Kayıplar işte böyle başlıyor. Daha acısı günlük, haftalık, aylık, haydi senelik diyelim, zaman dilimlerinde yaşadığımızdan, kaybettiğimizin farkında bile olamıyoruz. Halbuki, Ermeni meselesi 1878 Berlin Anlaşmasıyla, 132 yıl önce başlamış. Halen de devam ediyor.
Biz tekrar şu ad verme meselesine dönelim. Savunmada olanlar olayların hakim karakterini ve sonucu değil de, onu doğuran sebebi dikkate alarak isimlendiriyorlar. Saldırganlar ise tamamen çıkarlarına göre, saldırgan adlandırma yapıyorlar.
Bu gerçeği olayların tarihini hatırlayarak açıkça görebiliriz.
1890 Erzurum ve I’inci Sason isyanı,
1892-93 Merzifon-Kayseri-Yozgat isyanı,
1895 Maraş isyanı,
1896 İstanbul’da Ermeni eylemleri- I’inci Van isyanı ve Osmanlı Bankası’nın basılması,
1904 İkinci Sason isyanı,
1905 Padişah II: Abdülhamit’e bombalı suikast,
1909 Adana isyanı,
1915 (15 Nisan) Van isyanı ve büyük katliamı-(24 Nisan) Ermeni komiteleri kapatıldı, 2345 terörist tutuklandı-(27 Mayıs) Osmanlı ordusunu arkadan vuran, sivil halka planlı katliamlar uygulayan terör unsurlarını savaş bölgesinin dışına çıkarmak için zorunlu göç (tehcir) yapıldı,
1918 Bayburt katliamı-Kars Subatan’da 750 Müslüman’ın katledilmesi- (l Mayıs) Kars katliamı,
1919 Bogos Nubar Paşa ve Şerif Paşa Ermeni-Kürt bağımsızlık belgesini imzaladı,
1920 Gümrü Anlaşması imzalandı, Talat Paşa Berlin’de şehit edildi,
1921 Sait Halim Paşa Roma’da şehit edildi, (16 Mart) Moskova anlaşması ve (13 Ekim) Kars Anlaşması imzalandı,
1922 Cemal Paşa Tiflis’te şehit edildi,
1973 Los Angeles Başkonsolosumuz Mehmet Baydar ve yardımcısı Bahadır Demir, Mığırdıç Yanıkyan tarafından şehit edildi,
1975 ASALA terör örgütü kuruldu. Viyana Büyükelçimiz Daniş Tunalıgil ve Paris Büyükelçimiz İsmail Erez ile polis Talip Yener şehit edildi.
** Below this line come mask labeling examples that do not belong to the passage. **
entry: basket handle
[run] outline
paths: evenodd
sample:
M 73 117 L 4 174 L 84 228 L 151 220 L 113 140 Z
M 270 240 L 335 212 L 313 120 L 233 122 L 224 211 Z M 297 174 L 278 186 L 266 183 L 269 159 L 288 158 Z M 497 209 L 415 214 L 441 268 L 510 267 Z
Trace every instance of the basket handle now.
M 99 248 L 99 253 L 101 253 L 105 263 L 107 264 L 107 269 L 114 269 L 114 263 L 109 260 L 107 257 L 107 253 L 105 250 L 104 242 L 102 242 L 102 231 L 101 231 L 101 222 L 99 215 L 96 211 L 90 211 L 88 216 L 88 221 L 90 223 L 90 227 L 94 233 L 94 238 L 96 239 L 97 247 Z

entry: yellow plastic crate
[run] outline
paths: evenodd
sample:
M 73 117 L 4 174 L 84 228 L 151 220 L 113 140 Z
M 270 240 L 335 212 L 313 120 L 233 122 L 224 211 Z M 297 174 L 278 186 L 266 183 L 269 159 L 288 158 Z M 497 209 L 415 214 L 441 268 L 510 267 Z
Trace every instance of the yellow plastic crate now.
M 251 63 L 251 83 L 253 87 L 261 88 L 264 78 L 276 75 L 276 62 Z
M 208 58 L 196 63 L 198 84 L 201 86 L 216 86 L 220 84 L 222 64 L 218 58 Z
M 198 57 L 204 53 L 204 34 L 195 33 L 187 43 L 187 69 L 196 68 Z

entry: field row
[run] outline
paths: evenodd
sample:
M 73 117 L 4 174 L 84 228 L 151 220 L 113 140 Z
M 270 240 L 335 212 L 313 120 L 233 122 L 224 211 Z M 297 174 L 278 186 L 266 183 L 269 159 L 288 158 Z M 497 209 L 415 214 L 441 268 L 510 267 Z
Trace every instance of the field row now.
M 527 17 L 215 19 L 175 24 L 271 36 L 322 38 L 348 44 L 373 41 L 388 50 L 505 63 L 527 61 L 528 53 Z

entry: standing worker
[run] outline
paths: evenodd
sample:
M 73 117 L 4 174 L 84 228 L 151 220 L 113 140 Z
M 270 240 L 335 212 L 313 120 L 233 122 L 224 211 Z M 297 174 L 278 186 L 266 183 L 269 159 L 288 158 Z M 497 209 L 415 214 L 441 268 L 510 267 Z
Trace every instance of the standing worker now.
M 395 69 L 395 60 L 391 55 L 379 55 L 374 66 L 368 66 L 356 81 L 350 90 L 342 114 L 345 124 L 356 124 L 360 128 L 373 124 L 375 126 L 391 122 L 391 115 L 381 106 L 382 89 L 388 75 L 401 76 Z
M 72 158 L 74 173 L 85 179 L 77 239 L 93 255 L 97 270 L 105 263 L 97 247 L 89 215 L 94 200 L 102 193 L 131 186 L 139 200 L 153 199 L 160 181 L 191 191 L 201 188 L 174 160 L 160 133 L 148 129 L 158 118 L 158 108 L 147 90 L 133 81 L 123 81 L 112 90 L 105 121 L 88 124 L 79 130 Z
ASALA’nın bu saldırıları 1985 yılına, (PKK teröre başlayıncaya) kadar devam etti, pek çok insanımızı kaybettik.
Özetlersek: Ermeni teröristleri 1914-1915 döneminde (tehcire kadar) 122 bin, savaş sonrasında 1918-1922 döneminde 301 bin sivil insanımızı katletti. Tehcir sırasında intikam saldırılarıyla öldürülen Ermeni sayısı 8-10 bin, hastalık ve ağır kış şartlarında ölenlerin sayısı 35-40 bin olarak hesaplanmaktadır.
Anadolu’da 850 yıldır kardeşçe yaşadığımız ortak tarihimize bu Ermeniler ihanet etti. Malum, emperyalistler “Ermeni devleti” kuracağız dediler; okullar açıldı militanlar yetiştirildi. Hınçak (1886) ve Taşnak (1890) komitacıları örgütlenerek silahlanıp sivil halka saldırılar başladı. Bu da yetmedi, I. Dünya Savaşında Osmanlıya karşı, Rus, Fransız ve İngiliz ordularıyla cephede savaştırdılar.
Evet acı gerçekler böyle olmasaydı aksini iddia edenler, “gelin tarih komisyonu kurup, gerçeği beraber bulalım” teklifinden, şeytan görmüş gibi kaçarlar mıydı?
Sonuç: Yaşananların adı “1914 Olayları” olmalıdır. Çünkü tehcir bir sonuçtur. Esas olan onu doğuran sebeplerdir. Sebepler gölgelenirse, gerçekler görülemez, olaya hasmın gözüyle bakmaya başlarsınız.